Monica era seduta sul bordo del letto, avvolta in un asciugamano con la pelle ancora fumante e i capelli bagnati sciolti lungo le spalle. Si levò lentamente in piedi lasciandosi scivolare addosso l’umido telo che la copriva. Cosimo si stava lavando le mani incrostate di pittura quando alzò lo sguardo oltre la finestra e vide di fronte a se quel corpo perfetto sfavillare come una lanterna nel buio: lontana, delicata, seducente. Monica si accorse di quegli occhi poggiati sul suo corpo ma non volle coprirsi. I due si osservavano immobili, ciascuno ai lati opposti di quei binari ora tanto silenziosi. Cosimo scoprì una luce mai vista; trovò in quel corpo lontano il riflesso della più sincera delle intimità, un aurea amorevole, un abbaglio di divinità: lui che non credeva in alcun dio, improvvisamente capì la fede. Capì di non essere sufficiente a se stesso e che l’abbandono ad un’intimità più grande e all’infuori di sé costituisca il conforto più vivo, capì che d’ora in avanti la sua libertà non sarebbe più bastata a consolare il suo cuore, capì di non poter più rimanere da solo. Dalla parte opposta Monica stava in piedi, nuda e magnifica. Quegli occhi sconosciuti poggiati su di lei non la spaventavano affatto: brillavano di sincera venerazione e per la prima volta sentì che qualcuno era arrivato a cogliere la sua essenza più profonda. Quella presenza estranea non turbava affatto la sua intimità ed anzi la completava perfettamente.

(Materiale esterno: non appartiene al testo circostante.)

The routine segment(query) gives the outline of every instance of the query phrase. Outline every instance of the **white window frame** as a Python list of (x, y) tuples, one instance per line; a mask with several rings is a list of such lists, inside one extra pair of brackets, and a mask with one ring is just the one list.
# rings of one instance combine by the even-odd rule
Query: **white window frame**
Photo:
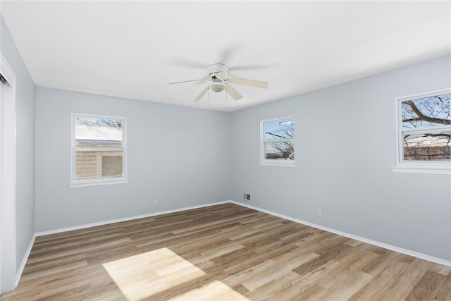
[[(265, 126), (264, 124), (268, 122), (273, 122), (277, 121), (283, 121), (285, 119), (292, 119), (293, 121), (295, 118), (293, 116), (288, 116), (288, 117), (281, 117), (278, 118), (273, 119), (267, 119), (264, 121), (260, 121), (260, 161), (259, 164), (262, 166), (285, 166), (285, 167), (295, 167), (296, 166), (296, 159), (295, 160), (278, 160), (278, 159), (266, 159), (265, 156)], [(295, 122), (295, 125), (296, 123)], [(283, 142), (285, 140), (292, 140), (293, 142), (293, 145), (295, 144), (295, 137), (296, 136), (296, 125), (295, 125), (295, 135), (292, 139), (287, 139), (287, 140), (278, 140), (278, 142)], [(295, 151), (295, 158), (296, 158)]]
[(402, 121), (401, 116), (401, 103), (407, 100), (414, 100), (421, 97), (427, 97), (433, 95), (451, 93), (451, 87), (429, 91), (424, 93), (419, 93), (412, 95), (397, 97), (395, 102), (395, 124), (396, 133), (396, 165), (392, 166), (394, 173), (434, 173), (451, 175), (451, 162), (448, 161), (404, 161), (402, 153), (404, 142), (402, 140), (404, 133), (421, 133), (436, 132), (443, 130), (451, 130), (451, 125), (436, 126), (423, 129), (402, 129)]
[[(105, 119), (119, 119), (122, 121), (122, 147), (109, 147), (109, 152), (122, 151), (123, 160), (123, 176), (112, 178), (97, 178), (91, 179), (75, 179), (75, 149), (86, 151), (105, 151), (105, 148), (102, 147), (89, 147), (83, 148), (75, 146), (75, 116), (90, 117), (94, 118)], [(70, 188), (85, 187), (85, 186), (98, 186), (102, 185), (123, 184), (128, 183), (130, 180), (127, 176), (127, 118), (125, 117), (110, 116), (104, 115), (92, 115), (85, 113), (73, 113), (70, 118), (70, 149), (71, 149), (71, 161), (70, 161), (70, 183), (68, 184)]]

Lei che pur odiando la solitudine non aveva mai provato la vera compagnia, scoprì in uno sconosciuto la magnificenza dell’intesa.

La potenza di quello sguardo bastò per rovesciare le loro esistenze: Cosimo, romantico amante della propria libera solitudine, si ritrovò d’improvviso schiavo d’amore; Monica che per tutta la vita non si era rivelata a nessuno, scoprì in quegli occhi sconosciuti il riflesso della sua più intima essenza.

Il treno fischiando sopraggiunse veloce interrompendo quel momento perfetto, suggellando in uno sferragliare metallico un amore perfetto.